Swiss-American Products, Inc. % Eric Luo, Ph.D. Director, Research and Development 2055 Luna Road, #126 Carrollton, Texas 75006

Re: K071703

Trade/Device Name: Elta Sivler Antimicrobial Wound Gel Regulatory Class: Unclassified Product Code: FRO Dated: August 6, 2007 Received: August 7, 2007

Dear Dr. Luo:

We have reviewed your Section 510(k) premarket notification of intent to market the device referenced above and have determined the device is substantially equivalent (for the indications for use stated in the enclosure) to legally marketed predicate devices marketed in interstate commerce prior to May 28, 1976, the enactment date of the Medical Device Amendments, or to devices that have been reclassified in accordance with the provisions of the Federal Food, Drug, and Cosmetic Act (Act) that do not require approval of a premarket approval application (PMA). You may, therefore, market the device, subject to the general controls provisions of the Act. The general controls provisions of the Act include requirements for annual registration, listing of devices, good manufacturing practice, labeling, and prohibitions against misbranding and adulteration.
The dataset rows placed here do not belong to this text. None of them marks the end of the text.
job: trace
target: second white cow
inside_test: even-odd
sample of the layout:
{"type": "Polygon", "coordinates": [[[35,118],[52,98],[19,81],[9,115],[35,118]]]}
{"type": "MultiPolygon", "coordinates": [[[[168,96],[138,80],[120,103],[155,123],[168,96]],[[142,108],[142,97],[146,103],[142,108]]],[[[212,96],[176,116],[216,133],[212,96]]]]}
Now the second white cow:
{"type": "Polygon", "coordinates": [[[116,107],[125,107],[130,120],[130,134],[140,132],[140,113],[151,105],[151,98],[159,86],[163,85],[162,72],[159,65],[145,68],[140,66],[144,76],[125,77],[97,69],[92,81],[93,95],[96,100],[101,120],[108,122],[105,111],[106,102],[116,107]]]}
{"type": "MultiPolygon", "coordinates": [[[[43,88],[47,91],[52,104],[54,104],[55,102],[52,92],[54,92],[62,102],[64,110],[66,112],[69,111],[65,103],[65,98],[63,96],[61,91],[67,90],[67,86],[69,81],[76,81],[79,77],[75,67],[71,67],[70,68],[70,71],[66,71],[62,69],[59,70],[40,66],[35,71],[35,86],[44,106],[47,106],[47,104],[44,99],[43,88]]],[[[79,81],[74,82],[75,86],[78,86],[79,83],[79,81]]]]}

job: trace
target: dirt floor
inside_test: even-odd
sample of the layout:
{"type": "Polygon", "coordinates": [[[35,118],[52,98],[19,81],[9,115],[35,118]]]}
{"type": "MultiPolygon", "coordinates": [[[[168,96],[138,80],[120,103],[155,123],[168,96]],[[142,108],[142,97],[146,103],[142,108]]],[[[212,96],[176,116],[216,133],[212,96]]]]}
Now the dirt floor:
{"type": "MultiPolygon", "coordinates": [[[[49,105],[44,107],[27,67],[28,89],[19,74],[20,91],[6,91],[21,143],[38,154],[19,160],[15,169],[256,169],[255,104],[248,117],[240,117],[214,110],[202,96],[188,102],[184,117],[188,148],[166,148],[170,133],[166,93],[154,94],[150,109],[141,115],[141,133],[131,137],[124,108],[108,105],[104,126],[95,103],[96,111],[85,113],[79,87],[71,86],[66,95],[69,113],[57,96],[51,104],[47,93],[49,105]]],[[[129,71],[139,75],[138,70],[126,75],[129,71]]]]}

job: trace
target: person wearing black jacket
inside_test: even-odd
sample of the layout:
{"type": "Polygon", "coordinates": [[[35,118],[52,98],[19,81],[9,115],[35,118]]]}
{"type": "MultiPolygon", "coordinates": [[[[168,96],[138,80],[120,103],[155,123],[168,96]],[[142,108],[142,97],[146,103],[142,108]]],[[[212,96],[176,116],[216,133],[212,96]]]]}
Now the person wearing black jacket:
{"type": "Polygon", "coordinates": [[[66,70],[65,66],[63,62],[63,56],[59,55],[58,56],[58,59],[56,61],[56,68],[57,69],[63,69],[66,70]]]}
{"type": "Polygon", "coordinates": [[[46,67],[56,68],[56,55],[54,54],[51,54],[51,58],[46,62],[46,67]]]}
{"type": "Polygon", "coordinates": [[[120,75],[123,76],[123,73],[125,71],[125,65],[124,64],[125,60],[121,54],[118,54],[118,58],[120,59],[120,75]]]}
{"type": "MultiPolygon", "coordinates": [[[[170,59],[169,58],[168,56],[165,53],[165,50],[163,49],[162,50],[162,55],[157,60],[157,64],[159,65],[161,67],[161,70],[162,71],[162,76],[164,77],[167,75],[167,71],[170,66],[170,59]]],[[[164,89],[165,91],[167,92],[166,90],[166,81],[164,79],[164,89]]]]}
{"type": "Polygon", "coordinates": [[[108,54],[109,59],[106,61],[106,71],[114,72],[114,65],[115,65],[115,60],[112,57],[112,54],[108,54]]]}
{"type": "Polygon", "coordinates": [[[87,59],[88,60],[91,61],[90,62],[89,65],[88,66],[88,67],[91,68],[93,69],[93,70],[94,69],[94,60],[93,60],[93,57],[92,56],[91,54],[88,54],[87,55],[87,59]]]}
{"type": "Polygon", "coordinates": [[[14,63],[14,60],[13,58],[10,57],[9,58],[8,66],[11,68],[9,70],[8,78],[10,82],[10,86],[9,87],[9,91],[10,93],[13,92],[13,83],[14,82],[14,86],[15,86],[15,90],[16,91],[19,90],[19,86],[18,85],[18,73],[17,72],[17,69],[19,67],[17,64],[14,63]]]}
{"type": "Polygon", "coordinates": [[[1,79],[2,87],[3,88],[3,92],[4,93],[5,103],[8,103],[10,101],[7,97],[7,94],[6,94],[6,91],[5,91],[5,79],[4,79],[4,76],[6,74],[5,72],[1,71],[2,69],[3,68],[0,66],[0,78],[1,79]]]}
If your device is classified (see above) into either class II (Special Controls) or class III (PMA), it may be subject to such additional controls. Existing major regulations affecting your device can be found in the Code of Federal Regulations, Title 21, Parts 800 to 898. In addition, FDA may publish further announcements concerning your device in the Federal Register.

Please be advised that FDA's issuance of a substantial equivalence determination does not mean that FDA has made a determination that your device complies with other requirements of the Act or any Federal statutes and regulations administered by other Federal agencies. You must comply with all the Act's requirements, including, but not limited to: registration and listing (21 CFR Part 807); labeling (21 CFR Part 801); good manufacturing practice requirements as set forth in the quality systems (QS) regulation (21 CFR Part 820); and if applicable, the electronic product radiation control provisions (Sections 531-542 of the Act); 21 CFR 1000-1050.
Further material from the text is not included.